BIGGER THAN LIFE
1956, 20th Century Fox, 95 min, USA, Dir: Nicholas Ray

Director Nicholas Ray’s subversively twisted portrait of suburban life centers on a teacher (James Mason) who becomes addicted to a new drug, cortisone, and experiences visionary, tyrannical delusions. Ray’s superb use of color and shot composition reaches a deliriously surreal intensity here that at times borders on the psychedelic.
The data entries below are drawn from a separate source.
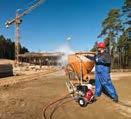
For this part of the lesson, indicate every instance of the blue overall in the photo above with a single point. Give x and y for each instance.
(102, 75)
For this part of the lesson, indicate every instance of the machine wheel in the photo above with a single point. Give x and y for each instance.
(82, 102)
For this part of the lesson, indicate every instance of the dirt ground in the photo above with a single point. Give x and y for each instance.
(27, 100)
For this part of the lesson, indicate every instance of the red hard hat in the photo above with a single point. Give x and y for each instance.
(101, 45)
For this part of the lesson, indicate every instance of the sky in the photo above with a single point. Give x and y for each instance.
(48, 27)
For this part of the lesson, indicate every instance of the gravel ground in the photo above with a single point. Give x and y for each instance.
(27, 99)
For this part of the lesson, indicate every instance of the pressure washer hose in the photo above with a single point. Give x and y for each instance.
(51, 103)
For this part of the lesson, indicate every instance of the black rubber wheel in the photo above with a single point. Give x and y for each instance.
(82, 102)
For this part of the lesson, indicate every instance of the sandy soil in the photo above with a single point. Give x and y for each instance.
(26, 100)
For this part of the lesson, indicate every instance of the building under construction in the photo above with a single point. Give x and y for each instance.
(48, 59)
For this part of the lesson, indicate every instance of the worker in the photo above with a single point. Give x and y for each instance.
(103, 81)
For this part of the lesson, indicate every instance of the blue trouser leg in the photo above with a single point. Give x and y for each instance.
(107, 85)
(98, 86)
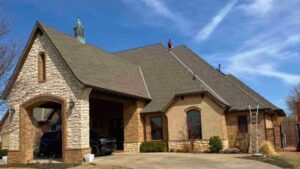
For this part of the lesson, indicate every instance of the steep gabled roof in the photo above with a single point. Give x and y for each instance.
(238, 95)
(166, 77)
(95, 67)
(165, 83)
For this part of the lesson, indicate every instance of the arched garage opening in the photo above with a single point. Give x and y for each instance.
(42, 128)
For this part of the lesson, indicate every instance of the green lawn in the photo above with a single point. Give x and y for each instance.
(283, 160)
(60, 166)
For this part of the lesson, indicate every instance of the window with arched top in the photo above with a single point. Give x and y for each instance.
(41, 67)
(194, 124)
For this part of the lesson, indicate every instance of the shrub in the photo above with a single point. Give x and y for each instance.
(267, 149)
(215, 144)
(36, 151)
(3, 152)
(153, 146)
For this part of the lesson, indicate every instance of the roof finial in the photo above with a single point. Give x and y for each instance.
(79, 31)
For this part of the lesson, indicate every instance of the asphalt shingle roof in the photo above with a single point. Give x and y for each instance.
(163, 81)
(164, 75)
(97, 68)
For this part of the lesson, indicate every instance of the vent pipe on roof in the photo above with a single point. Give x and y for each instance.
(219, 67)
(79, 31)
(170, 45)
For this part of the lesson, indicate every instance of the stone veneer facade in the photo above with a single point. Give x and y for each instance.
(174, 123)
(60, 82)
(61, 85)
(266, 122)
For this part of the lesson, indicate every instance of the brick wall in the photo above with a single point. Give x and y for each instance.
(212, 117)
(241, 141)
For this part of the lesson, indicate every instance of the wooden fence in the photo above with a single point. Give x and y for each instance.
(289, 133)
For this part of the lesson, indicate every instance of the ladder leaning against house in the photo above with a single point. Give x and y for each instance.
(253, 134)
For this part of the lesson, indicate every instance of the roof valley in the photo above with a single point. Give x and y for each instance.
(198, 78)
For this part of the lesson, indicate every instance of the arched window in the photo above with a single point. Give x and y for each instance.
(41, 67)
(194, 124)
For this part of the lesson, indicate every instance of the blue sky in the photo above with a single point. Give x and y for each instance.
(256, 40)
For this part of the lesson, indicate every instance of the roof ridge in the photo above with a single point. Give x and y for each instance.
(243, 90)
(200, 58)
(197, 77)
(230, 75)
(84, 44)
(141, 47)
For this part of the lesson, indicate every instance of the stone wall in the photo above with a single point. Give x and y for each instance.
(133, 126)
(199, 145)
(59, 82)
(265, 121)
(5, 134)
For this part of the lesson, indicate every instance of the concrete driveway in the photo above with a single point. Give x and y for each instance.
(181, 160)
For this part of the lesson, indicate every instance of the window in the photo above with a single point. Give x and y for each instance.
(243, 124)
(41, 67)
(194, 124)
(156, 128)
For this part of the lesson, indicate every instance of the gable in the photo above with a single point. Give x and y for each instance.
(91, 66)
(26, 83)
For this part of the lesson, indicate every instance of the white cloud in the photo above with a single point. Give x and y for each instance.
(258, 7)
(264, 59)
(204, 33)
(160, 9)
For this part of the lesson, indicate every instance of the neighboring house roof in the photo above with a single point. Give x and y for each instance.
(95, 67)
(165, 76)
(151, 73)
(42, 114)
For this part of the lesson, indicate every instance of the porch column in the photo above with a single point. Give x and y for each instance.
(78, 129)
(133, 126)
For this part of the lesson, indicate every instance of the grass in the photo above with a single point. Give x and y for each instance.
(283, 160)
(60, 166)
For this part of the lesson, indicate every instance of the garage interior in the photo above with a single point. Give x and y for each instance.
(106, 119)
(47, 118)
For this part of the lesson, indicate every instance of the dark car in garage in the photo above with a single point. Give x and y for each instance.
(50, 144)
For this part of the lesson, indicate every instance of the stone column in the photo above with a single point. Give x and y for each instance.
(133, 126)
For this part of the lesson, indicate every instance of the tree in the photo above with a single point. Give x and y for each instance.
(293, 97)
(8, 50)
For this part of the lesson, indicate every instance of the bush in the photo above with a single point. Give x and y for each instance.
(3, 153)
(231, 151)
(36, 151)
(153, 146)
(215, 144)
(267, 149)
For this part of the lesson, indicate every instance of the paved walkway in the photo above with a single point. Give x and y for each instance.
(181, 161)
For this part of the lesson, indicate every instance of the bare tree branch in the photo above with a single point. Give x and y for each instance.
(8, 50)
(293, 97)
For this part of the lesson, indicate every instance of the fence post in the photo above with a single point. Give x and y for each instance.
(298, 145)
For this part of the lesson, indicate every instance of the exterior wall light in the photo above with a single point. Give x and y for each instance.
(71, 104)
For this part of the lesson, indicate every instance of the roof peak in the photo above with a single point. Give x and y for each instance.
(78, 23)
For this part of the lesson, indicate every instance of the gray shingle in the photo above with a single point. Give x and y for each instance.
(165, 78)
(164, 75)
(97, 68)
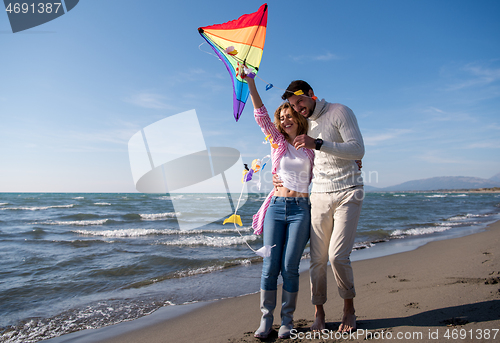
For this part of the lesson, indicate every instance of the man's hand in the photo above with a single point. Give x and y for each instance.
(277, 182)
(304, 141)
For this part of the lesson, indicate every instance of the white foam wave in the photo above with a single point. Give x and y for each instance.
(465, 216)
(420, 231)
(74, 222)
(160, 216)
(126, 232)
(147, 232)
(37, 208)
(204, 270)
(211, 241)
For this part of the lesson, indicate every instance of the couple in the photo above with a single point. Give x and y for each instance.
(288, 218)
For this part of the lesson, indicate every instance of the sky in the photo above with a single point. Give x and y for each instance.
(422, 77)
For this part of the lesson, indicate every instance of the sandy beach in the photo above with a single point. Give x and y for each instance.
(444, 291)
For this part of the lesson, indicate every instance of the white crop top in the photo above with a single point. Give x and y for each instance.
(294, 170)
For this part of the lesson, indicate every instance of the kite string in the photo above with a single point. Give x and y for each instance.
(234, 222)
(199, 47)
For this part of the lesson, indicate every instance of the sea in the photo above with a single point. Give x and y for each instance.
(75, 261)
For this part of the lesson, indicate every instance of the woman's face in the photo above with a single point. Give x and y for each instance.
(288, 123)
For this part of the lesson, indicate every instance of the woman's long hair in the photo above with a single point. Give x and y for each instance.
(302, 124)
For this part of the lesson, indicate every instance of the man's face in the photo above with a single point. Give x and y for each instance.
(303, 105)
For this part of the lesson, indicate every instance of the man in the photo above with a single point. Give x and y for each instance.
(336, 195)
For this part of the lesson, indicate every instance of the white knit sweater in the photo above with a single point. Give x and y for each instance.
(334, 164)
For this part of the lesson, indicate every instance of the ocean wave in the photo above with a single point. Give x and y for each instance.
(36, 208)
(211, 241)
(149, 232)
(160, 216)
(126, 232)
(74, 222)
(466, 216)
(420, 231)
(92, 316)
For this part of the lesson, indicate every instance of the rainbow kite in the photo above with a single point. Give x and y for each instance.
(239, 43)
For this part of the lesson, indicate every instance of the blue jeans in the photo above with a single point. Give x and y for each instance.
(287, 224)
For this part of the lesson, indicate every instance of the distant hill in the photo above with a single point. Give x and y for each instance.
(495, 178)
(443, 182)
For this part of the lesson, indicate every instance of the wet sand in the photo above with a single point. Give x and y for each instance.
(444, 291)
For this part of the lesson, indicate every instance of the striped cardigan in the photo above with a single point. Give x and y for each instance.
(267, 126)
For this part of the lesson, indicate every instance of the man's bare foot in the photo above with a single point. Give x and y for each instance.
(349, 318)
(319, 322)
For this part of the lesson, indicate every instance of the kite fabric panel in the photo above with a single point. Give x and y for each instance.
(239, 43)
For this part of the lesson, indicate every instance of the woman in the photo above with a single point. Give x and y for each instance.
(285, 214)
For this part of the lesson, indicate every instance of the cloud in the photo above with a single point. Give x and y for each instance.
(382, 137)
(438, 157)
(150, 100)
(472, 75)
(492, 144)
(441, 115)
(323, 58)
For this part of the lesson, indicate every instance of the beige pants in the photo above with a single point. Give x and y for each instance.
(334, 219)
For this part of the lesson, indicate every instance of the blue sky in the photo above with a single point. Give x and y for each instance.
(422, 77)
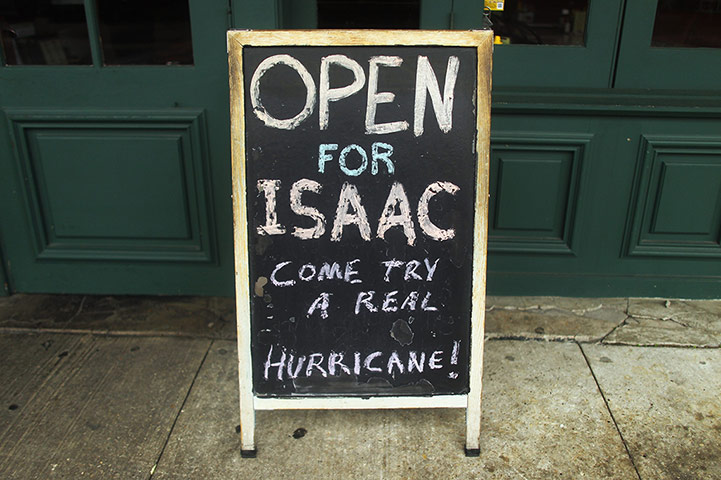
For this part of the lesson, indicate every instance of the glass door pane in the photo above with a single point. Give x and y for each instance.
(687, 23)
(549, 43)
(671, 44)
(541, 22)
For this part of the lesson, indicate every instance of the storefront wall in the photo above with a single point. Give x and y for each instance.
(605, 163)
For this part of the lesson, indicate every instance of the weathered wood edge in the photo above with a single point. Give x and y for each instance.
(480, 243)
(359, 403)
(311, 38)
(480, 39)
(240, 240)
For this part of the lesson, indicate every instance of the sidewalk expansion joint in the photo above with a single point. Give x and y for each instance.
(610, 412)
(180, 410)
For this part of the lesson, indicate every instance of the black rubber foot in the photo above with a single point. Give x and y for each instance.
(473, 452)
(248, 453)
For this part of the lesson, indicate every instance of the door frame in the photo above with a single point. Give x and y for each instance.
(641, 66)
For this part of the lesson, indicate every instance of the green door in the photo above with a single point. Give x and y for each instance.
(114, 147)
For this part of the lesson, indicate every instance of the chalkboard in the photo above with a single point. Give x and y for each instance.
(360, 188)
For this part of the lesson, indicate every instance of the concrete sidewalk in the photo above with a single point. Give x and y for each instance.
(146, 387)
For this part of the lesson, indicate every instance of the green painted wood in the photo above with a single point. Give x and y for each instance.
(298, 14)
(123, 222)
(4, 282)
(91, 13)
(641, 66)
(590, 66)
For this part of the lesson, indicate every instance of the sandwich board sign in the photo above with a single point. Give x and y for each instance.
(360, 199)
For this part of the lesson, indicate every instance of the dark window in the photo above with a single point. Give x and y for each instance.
(404, 14)
(44, 32)
(687, 23)
(542, 22)
(139, 32)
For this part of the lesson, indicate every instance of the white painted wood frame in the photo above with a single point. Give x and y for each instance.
(482, 40)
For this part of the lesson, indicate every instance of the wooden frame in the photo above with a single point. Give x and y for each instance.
(482, 41)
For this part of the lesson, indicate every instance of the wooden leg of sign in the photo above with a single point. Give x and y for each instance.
(247, 415)
(245, 379)
(242, 273)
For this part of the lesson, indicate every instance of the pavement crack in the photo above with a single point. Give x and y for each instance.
(180, 410)
(617, 327)
(610, 412)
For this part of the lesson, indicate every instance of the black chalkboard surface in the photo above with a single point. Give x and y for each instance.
(356, 292)
(360, 170)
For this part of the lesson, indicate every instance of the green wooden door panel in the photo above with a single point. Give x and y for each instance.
(648, 206)
(646, 67)
(107, 186)
(436, 14)
(257, 14)
(534, 186)
(677, 199)
(117, 179)
(590, 66)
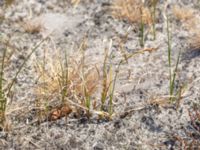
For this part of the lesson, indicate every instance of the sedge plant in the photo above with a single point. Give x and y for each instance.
(172, 74)
(154, 4)
(6, 90)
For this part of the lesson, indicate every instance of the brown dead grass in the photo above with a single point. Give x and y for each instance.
(131, 10)
(78, 83)
(32, 26)
(183, 14)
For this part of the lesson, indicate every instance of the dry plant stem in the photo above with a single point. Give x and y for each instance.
(141, 28)
(3, 100)
(169, 57)
(104, 82)
(154, 18)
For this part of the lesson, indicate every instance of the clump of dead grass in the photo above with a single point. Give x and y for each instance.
(132, 11)
(195, 41)
(61, 81)
(182, 14)
(32, 26)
In addition to one of Mason’s finest performances, there’s also standout work from co-stars Barbara Rush and Walter Matthau.


JOHNNY GUITAR
1954, Republic (Paramount), 110 min, USA, Dir: Nicholas Ray

Joan Crawford is headstrong Vienna, a saloon owner waiting for the railroad to reach her town. Her friendship with charming outlaw the Dancing Kid (Scott Brady) jeopardizes her standing in the local community. Uptight landowners led by jealous Emma (a frightening Mercedes McCambridge) will do anything to repress her yen for the Kid, even if it means lynching half the town to do it. Enter Vienna’s old flame, Johnny (Sterling Hayden), a quick-draw who’s given up guns for a guitar. Only director Nicholas Ray could pull off this color-coded, violent, romantic tall tale rife with allegorical references to the rabid right wing of 1950s America. Victor Young did the lush score, with Peggy Lee singing the torrid theme song. Co-starring Ward Bond, Ernest Borgnine, John Carradine.


ON DANGEROUS GROUND
1951, Warner Bros., 82 min, USA, Dir: Nicholas Ray

Violent, embittered metro cop Jim Wilson (Robert Ryan) gets sent upstate to cool off and investigate a small-town murder probe. The search leads him to a fateful confrontation with local blind woman Mary (Ida Lupino, magnificent) and his own black heart. Sterling contributions all around: writer A.I. Bezzerides’ savvy script, Ray’s vigorous direction and location shooting, Bernard Herrmann’s alternately brassy and soft score and Ryan’s ferocious performance make this one of the genre’s most affecting statements about anger and alienation in the big city.